This aligned with his philosophy of choosing the authentic over the "tricky" and "gimmicky". He prefered a simple barn to a trendy restaurant - the genuine and humble over the souped-up, latest thing.

Randy loved what he did. His sincere enthusiasm and passion were so titanic that his presentations often ended in applause. He lived and breathed each project - and always devoted himself 100%. The results speak for themselves.

A Memorial Service for Randy will be held on Tuesday, October 6 at 6:00pm.

Friends Seminary Meeting House
15 Rutherford Place
(at the corner of 15th Street and Rutherford Place, just east of Third Avenue)

A memorial fund has been established at Randy’s alma mater, the Rhode Island School of Design.

Contributions can be made to:
The Randy Ridless Memorial Fund
Rhode Island School of Design
Attention: Louise Olson
All photos courtesy of Randall A. Ridless LLC

Thank you to Beth Martell and Tim Rearden for their help.


Mrs. Blandings said...

This is a lovely tribute - no pretense here. The work is beautiful. He sounds like the kind of guy I would have liked a lot.

An Aesthete's Lament said...

He was an extraordinarily nice person.

home before dark said...

Sorry for the loss of your friend and for the design world's loss of him and his wonderful talent.

Anonymous said...

He was such a kind and funny man and a MAJOR talent. A rare combination, he will be missed.

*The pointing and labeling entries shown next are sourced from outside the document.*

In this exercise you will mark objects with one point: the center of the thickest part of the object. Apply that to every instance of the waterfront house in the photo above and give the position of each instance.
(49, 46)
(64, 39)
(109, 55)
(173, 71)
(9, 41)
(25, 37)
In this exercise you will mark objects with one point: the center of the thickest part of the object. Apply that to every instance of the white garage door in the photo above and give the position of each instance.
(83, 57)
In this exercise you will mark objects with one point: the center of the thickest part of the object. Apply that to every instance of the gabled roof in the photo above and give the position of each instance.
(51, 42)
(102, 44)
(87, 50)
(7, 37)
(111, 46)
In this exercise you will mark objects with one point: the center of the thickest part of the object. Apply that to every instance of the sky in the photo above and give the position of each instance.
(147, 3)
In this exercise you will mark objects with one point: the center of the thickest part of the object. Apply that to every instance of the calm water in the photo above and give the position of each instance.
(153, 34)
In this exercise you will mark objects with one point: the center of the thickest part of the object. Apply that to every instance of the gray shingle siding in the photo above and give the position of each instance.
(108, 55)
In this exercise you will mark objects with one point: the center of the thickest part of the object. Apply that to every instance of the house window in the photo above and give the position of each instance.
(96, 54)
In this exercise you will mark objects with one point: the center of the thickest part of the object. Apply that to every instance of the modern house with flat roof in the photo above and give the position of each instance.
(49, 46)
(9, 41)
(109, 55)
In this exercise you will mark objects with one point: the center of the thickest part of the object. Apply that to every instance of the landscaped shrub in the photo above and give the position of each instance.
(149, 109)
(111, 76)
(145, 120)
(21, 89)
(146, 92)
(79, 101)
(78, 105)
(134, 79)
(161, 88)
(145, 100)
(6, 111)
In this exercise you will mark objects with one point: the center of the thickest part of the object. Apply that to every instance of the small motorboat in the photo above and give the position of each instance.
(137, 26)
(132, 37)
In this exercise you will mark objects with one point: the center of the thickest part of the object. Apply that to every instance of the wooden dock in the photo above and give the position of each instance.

Years ago I published a picture of his apartment in a rather dorky magazine. He told us he preferred not to have it published and then we went and got permission from the photographer and did it anyway. When it hit the stands we had spelled his name wrong- Randy Riddles. He called me and said "this is the Riddler", he thought it was the funniest thing ever...

Joanna Fernandez said...

I had the privilege of working with Randy at his office and I actually remember the story above. He did have a great sense of humor and was a very kind soul. Anyone who came in contact with Randy was forever changed in some way. As for his talent, his work says it all. He will be extremely missed by all.

Blue said...

I knew of him and liked his work a lot. What a shock to read this just now and I am truly sorry the design community has lost such a talent and you have lost a friend. My sincere condolences.

Anonymous said...

I just reread your words and they are so perfect, so beautiful. A tribute he would be proud of. Thanks

red ticking said...

lovely post. so sorry for the loss of your dear friend.... x pam

pve design said...

A lovely tribute.

Shandell's said...

I did not know him, but loved the shoe salon at Bergdorf Goodman.

Style Court said...

Emily, I loved the 2000 KB showhouse room and definitely remember RR. How refreshing to learn more about such a down to earth designer. Beautiful tribute.

Anonymous said...

Do you know what ever came of his firm? I am curious if it continued.

Thanks - from a curious decorating wannabe!!

Emily Evans Eerdmans said...

Anonymous, the firm's senior designer Beth Martell and architect Enda Donagher are continuing on as Martell-Donagher. I'll be posting about them soon!

Dean Farris said...

I knew Randy while we worked together at Macy's Store Design-(1980's) he was always in a good mood, and had the quintessential New York life with his then partner, a leading NY architect...


mary mcdonald said...

I stumbled upon your great post and remember pulling a tear sheet from 20 years ago in the early 90's of this man named Randy Ridless. He had an unbearably chic one room studio that would hold up to scrutiny to this day. It is no wonder he became a great talent. I am still inspired by his magical NYC studio.